We walked out of the room slowly. When we made it back to the car, I grabbed my phone to call his mom. I felt helpless. I had so many questions. What did the cop say to the man at the desk? Did he actually steal something, and we didn’t know? What was going to happen to him?
I told his mama what happened, and she frantically assured me she was on her way to get him. She told me to take my girlfriend home, and that I would see him tomorrow.
I didn’t see him the next day. Or the day after, or the day after that. I didn’t see him at the Junior Candlelight Ceremony. He didn’t graduate with our senior class, and I wouldn’t know if he came back to school at all our senior year because shortly after the start of that year, I was sent to an alternative school to finish my senior year of coursework. I will talk more about that in part 3. I didn’t see him again until several years later when I came back home to visit from college, and it was in passing. We didn’t speak or shake hands. There was no joyous recollection of our high school basketball games or our senior prom. Just a head nod and we kept it moving.

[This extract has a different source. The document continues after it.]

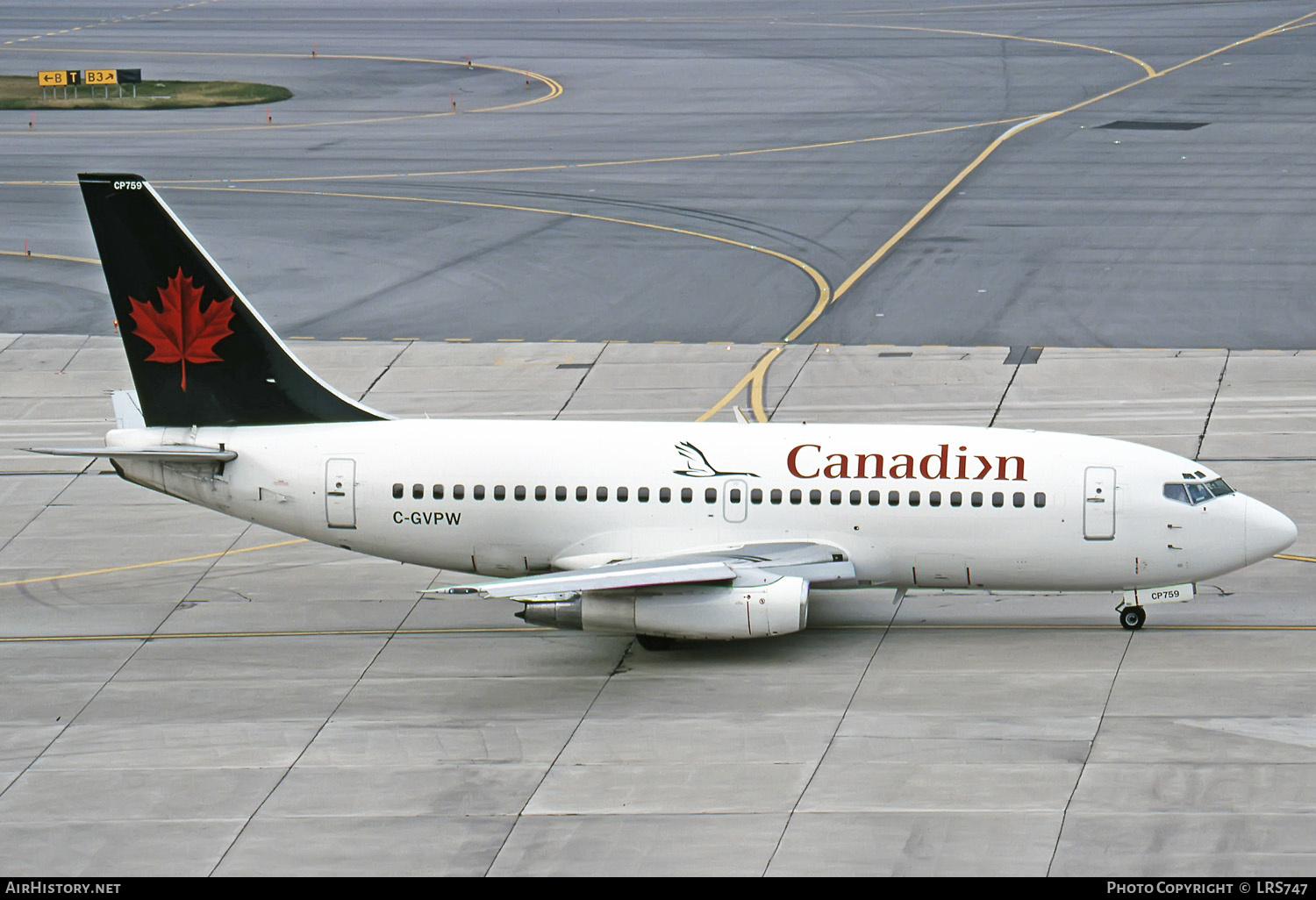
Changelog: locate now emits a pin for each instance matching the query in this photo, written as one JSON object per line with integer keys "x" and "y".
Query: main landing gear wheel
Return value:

In When They See Us, the young men had to sit in a holding room after being interrogated and coerced to admit to a crime they didn’t commit. They were isolated from their families. They felt alone. They were scared. I felt like that when we were in the little room with the monitors, a bench, and desk with a man who never said anything audibly. I can only imagine what my teammate endured. Fortunately for me, for whatever reason, I was released with no charges or official arrest… for the second time. Maybe because I had evidence of my purchase or I had money in my pocket. Maybe they didn’t want my girlfriend to witness anything and decided to let me go since I was driving. No matter the reason, my friend was not so fortunate.
There were over 30 teens running through the park the night of April 19, 1989. Only five were detained. Only the fate of five would be forever changed in such a terrible way. I don’t know how much that day at the mall changed my teammate’s life. Maybe one day I will find out. What I do know is that we were profiled that day because “shoplifting is what kids like us do.” Kids like us are always being profiled for crime, and kids like us never get treated like kids. We aren’t afforded the opportunity to have our parents called before we are apprehended, or a lawyer present before we are interrogated. We don’t get the luxury to just hang out without the suspicion of doing something wrong. We are assumed to be up to no good just for being in certain spaces, even if we had the freedom and right to be there. I was beginning to see that kids like my teammate, my girlfriend, and I, and other kids like us from my hood, would never be seen as just kids.